Anyway. the idea was to do best we can with Virtualmin and available tools, maybe raise some ideas about where it can be improved. You got it wrong. I don't want to go with 'production hosting'. It's just that I want to improve and I thought that together (the community) can share our thoughts and find a good 'recipe' for securing our installations and hosted virtual servers.

Wed, 01/13/2016 - 15:13
apidevlab
apidevlab's picture

I agree with most of Diabolico comments above. Virtualmin is worth learning but in it's current form it's not very 'user' friendly and it seems that in some ways the 'hosting' side of the tool was a little after thought (IMHO) cPanel / Plesk have essentially cornered the market (in different ways) The issue with VM is that as a 'user' panel it's messy, far from intuitive and has a pretty steep learning curve. I have spent the last 6 months firing up VPS machines and installing (mainly centos 6/7) Virtualmin / ConfigServer / FailtoBan and learning the 'basics' of hardening an install... changing ports / ssh etc etc

I can now do it in about 30/40 mins and get a pretty locked down server but I would still not put it into a 'production' enviroment

It's interesting to see the direction Virtualmin are now taking it seems to have taken on a new lease of life but I cannot really believe it will become a consumer lever panel, for administrators etc but this will probably mean it doesn't become a 'defacto' option with hosting providers as most 'clients' like you haver stated want a 'point and click' enviroment, what goes on underneath the GUI is not their concern.

I think VMin will possibly become the reason cPanel etc start to lose custom to systemadmins as from the backend cPanel is too simple and Plesk the same.
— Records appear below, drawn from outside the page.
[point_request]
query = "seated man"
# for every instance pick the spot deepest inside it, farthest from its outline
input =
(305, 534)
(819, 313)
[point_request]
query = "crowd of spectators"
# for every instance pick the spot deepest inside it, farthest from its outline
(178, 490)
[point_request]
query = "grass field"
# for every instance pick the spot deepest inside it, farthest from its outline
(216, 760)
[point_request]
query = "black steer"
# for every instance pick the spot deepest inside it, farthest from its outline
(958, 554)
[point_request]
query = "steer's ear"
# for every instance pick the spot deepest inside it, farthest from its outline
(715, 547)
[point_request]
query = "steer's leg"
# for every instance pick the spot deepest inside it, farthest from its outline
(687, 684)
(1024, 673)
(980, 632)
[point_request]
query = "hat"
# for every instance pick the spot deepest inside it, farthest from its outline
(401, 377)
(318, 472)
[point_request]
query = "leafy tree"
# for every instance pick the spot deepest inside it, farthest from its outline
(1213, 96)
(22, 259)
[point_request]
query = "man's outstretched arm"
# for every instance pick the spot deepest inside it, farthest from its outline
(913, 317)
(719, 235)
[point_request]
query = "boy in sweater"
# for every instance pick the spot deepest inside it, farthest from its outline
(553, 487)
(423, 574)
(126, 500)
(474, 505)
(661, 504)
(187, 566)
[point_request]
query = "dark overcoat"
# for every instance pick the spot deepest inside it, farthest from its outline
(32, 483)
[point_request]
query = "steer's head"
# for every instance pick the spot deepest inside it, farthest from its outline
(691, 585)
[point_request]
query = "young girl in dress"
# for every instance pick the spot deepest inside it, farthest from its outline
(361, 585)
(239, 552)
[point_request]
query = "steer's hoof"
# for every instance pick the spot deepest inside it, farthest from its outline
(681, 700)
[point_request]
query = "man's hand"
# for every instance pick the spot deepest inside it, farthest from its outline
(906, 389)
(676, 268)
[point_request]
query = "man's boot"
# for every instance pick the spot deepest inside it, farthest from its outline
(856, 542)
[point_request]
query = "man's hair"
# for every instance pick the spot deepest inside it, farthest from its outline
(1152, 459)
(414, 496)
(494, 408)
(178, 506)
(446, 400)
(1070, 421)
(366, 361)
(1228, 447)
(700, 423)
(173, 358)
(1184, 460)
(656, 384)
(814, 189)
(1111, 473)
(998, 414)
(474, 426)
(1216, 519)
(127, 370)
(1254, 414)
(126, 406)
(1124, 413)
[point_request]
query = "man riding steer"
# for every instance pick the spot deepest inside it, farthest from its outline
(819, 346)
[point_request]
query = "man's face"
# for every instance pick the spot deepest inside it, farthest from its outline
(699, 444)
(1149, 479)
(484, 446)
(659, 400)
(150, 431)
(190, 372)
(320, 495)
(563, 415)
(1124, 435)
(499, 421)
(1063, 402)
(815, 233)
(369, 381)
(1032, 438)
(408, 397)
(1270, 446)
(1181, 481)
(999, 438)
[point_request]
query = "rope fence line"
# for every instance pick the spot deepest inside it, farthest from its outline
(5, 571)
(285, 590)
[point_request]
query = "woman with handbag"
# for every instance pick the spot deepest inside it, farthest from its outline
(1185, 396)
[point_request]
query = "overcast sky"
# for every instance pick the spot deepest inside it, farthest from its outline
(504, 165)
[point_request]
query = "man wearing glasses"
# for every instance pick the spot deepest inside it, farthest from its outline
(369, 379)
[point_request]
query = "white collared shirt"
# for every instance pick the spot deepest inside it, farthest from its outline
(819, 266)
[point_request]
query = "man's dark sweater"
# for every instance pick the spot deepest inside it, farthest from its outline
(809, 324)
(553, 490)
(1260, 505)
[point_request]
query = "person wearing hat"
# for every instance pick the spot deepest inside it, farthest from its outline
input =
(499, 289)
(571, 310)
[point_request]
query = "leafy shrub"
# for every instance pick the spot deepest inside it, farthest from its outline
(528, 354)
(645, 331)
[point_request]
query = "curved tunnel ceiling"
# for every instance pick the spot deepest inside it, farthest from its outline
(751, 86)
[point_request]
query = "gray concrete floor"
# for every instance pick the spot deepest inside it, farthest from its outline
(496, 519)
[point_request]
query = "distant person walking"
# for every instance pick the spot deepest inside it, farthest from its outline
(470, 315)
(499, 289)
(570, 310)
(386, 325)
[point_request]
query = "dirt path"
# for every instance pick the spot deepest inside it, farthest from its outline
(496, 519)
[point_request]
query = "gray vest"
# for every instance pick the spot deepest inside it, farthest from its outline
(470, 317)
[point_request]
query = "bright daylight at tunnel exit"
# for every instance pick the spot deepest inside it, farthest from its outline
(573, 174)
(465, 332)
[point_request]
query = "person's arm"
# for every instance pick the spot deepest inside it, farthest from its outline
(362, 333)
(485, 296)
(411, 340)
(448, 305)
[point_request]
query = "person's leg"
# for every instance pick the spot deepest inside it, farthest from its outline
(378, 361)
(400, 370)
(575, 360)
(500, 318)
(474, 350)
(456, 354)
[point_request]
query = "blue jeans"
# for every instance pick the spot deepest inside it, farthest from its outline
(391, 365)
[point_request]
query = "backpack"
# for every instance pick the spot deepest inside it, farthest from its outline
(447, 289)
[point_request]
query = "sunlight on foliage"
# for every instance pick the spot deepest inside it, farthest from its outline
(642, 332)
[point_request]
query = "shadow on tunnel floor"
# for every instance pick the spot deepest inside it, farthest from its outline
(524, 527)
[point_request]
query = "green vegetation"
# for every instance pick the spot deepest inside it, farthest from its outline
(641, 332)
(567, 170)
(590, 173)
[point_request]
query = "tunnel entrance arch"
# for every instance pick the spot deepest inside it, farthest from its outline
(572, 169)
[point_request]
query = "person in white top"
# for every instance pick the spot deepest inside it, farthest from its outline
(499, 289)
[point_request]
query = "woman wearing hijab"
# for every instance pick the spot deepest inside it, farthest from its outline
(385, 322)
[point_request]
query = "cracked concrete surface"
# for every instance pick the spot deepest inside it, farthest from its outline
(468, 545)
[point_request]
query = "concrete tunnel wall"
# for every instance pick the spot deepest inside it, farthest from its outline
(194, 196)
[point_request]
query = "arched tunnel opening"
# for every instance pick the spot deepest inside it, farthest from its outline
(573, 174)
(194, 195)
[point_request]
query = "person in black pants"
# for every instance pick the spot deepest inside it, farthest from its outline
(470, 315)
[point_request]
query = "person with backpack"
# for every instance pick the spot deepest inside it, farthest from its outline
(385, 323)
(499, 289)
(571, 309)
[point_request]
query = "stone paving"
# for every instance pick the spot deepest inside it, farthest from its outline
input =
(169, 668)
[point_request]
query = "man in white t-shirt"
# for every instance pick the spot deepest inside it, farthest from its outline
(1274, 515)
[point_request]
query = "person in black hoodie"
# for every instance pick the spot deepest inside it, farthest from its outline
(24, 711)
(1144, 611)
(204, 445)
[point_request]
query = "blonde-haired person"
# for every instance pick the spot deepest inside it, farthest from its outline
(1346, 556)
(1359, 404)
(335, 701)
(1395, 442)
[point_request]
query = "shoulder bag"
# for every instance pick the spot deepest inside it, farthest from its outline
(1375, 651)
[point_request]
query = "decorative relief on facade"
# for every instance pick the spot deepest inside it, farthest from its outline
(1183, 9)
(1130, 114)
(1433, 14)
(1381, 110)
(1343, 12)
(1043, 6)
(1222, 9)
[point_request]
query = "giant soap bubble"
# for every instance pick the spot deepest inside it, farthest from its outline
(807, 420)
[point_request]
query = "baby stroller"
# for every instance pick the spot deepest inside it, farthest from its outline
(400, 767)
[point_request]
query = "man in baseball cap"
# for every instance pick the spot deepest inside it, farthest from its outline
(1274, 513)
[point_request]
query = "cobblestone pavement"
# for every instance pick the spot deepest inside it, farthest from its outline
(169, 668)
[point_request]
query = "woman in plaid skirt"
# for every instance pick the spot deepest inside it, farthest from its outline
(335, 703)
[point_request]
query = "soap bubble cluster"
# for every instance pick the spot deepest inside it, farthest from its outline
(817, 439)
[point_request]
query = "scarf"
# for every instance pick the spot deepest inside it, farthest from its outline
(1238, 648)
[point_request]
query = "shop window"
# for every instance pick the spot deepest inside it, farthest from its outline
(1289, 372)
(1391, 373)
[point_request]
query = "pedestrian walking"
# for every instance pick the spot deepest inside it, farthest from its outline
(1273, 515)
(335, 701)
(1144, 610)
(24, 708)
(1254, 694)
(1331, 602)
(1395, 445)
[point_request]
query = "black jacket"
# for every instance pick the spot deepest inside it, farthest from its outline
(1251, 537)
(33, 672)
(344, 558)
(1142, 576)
With a confident sysadmin able to hire a few VPS / Dedis they are much more likely to consider VMin.

Wed, 01/13/2016 - 23:50
andreychek

Howdy,

We of course disagree with diabolico's view on using Virtualmin in production. Installations of Virtualmin are measured in the hundreds of thousands, so there are plenty of folks using it as such.

But yes when someone breaks into a web app and uses it to send spam, that can be troublesome for all involved.

There's a few thoughts on that --

What you're describing is actually one of the reasons Jamie added the email rate limiting feature. The email rate limiting can catch a spam attack like that and prevent it from spewing large amounts of spam.

Also, you can always put repeat offenders on their own IP address, and use the Postfix Sender Dependent IP address feature.

That way, the IP address owner is sending out email on their IP, not other IP's... so if they end up getting it blacklisted by sending spam, that doesn't affect the other users on the box.

-Eric

Mon, 01/18/2016 - 12:06 (Reply to #5)
jazzman

Thank you for your help. I get (again) valuable insight from you.

I also thought about rate limiting and I will really give it a look. Is it possible to get a notification when sending queue gets large? That's about detecting the issue. And regarding acting, what can one do to quickly flip a switch and turn off email sending capabilities for a given Virtual Server?

Regarding per-server IP, well, IPv4 is expensive. But we have tons of IPv6. Is it possible to give Virtualmin a pool of IPv6 and have one easily attached to each server during creation? Then configure the same address to be used in Postfix email sending for that Virtual Server and have priority over IPv4. That would be a cheap way of sending email via a dedicated IP in most cases, shared IPv4 as fallback.